After signing up on the website for the extremophiles project, participants are prompted to take photos of “slime, crusty mats, stringy growth,” in their homes, particularly in places that have extreme hot-cold cycles. Some recommended hunting grounds include washing machines, refrigerator drip lines, hot-water heaters, solar panels, and showerheads. Henriksen is especially interested in a substance called “pan pudding” that accumulates in the drip trays under air-conditioning units. And while microbes are everywhere, he said, growths that are visible to the naked eye are more likely to have genetic properties that researchers can put to use. Around 35 observations have been uploaded to the project so far by citizen scientists, and over 80 members have signed up.
If the researchers see something promisingly unusual, they’ll mail the volunteer a testing kit with empty sample tubes, gloves, and a scraper, and a prepaid envelope to send it back. Then, the researchers test the DNA of the sample, and the results will be added to an open-source database of microbes. By cataloguing the diversity of these tiny life forms, the hope is that some may one day become useful for human endeavors — like tackling greenhouse gas emissions, or cleaning up pollution.

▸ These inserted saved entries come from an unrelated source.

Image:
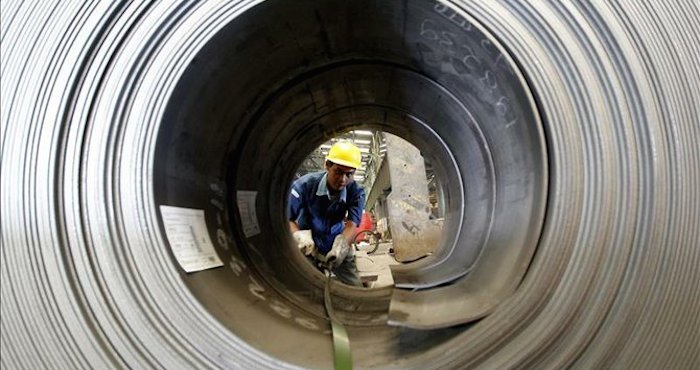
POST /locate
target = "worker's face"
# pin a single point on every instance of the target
(339, 176)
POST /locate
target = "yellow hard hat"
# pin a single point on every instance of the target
(345, 154)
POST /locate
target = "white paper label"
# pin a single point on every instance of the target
(246, 207)
(187, 233)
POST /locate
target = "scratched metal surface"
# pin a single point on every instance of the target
(110, 109)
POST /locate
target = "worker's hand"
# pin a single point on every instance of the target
(304, 241)
(338, 252)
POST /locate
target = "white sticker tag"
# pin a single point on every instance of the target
(246, 207)
(187, 233)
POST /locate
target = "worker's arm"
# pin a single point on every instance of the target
(293, 227)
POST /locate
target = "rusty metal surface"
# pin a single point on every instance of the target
(412, 232)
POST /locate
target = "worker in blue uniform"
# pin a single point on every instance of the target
(325, 208)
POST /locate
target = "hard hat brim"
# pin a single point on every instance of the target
(345, 163)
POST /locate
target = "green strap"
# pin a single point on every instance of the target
(341, 343)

It was with this hope that I scooped up the gloppy film in my dishwasher, the flaky gunk at the bottom of my rain barrel, and the speckled water from the air-conditioning pipes in my attic, and sent the microscopic ecosystems of my home off to a lab for testing.

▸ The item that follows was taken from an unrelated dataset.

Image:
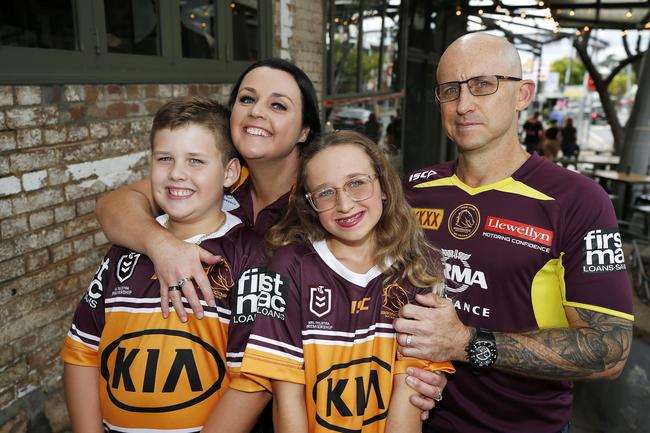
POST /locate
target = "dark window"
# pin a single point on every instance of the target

The sampling kit that arrived at my home after I uploaded photos of the grime in my surroundings. Sachi Kitajima Mulkey / Grist
But even observations that don’t end up being sampled fill in important gaps of scientific understanding, Henriksen said.
Dunn agrees. “It’s amazing, people are seeing totally different things in their homes in different places,” he said. And even if the citizen science data isn’t as standardized as research done in a lab, “it’s still the best data we have,” he said. Dunn’s lab in North Carolina runs citizen science projects too, such as a survey on the microbiomes in showerheads, armpits, and sourdough bread, with the goal of “engaging as many people as possible” in the discovery of daily life.

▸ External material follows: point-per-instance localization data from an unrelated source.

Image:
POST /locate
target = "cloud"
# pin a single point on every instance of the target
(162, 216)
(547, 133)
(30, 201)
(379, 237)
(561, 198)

“We simply can’t do this kind of broad survey without the help of a larger community,” said Sarah Newman, manager of the extremophiles citizen science project and director of operations at CitSci.org, where the project is hosted. “It’s giving people a place to be a part of science where there wasn’t one in the past.”
And in a way, we’ve already all been participating. “Our houses are actually a very strange environment, if you think about it. Right under our noses, we’ve been contributing to centuries-long experiments of setting up these strange places,” said Henriksen.
It may be weeks or months until I hear back from the Two Frontiers team about the sample I sent in — the precise lab work required to identify genetically distinct organisms takes time. But perhaps lurking in the guts of my Florida home, or in some chunky slime hiding in yours, could be the next single-celled ally in the fight against climate change.
— Sachi Kitajima Mulkey
More exposure
A parting shot
Another power of microorganisms is their ability to break down all kinds of materials — which makes them potentially useful for things like decontamination and waste processing. Here, biotechnologist Nadac Reales del Canto shows an experiment at a mining site in Antofagasta, Chile, in 2021. The extremophiles that Reales and her team were studying managed to eat a nail in just three days.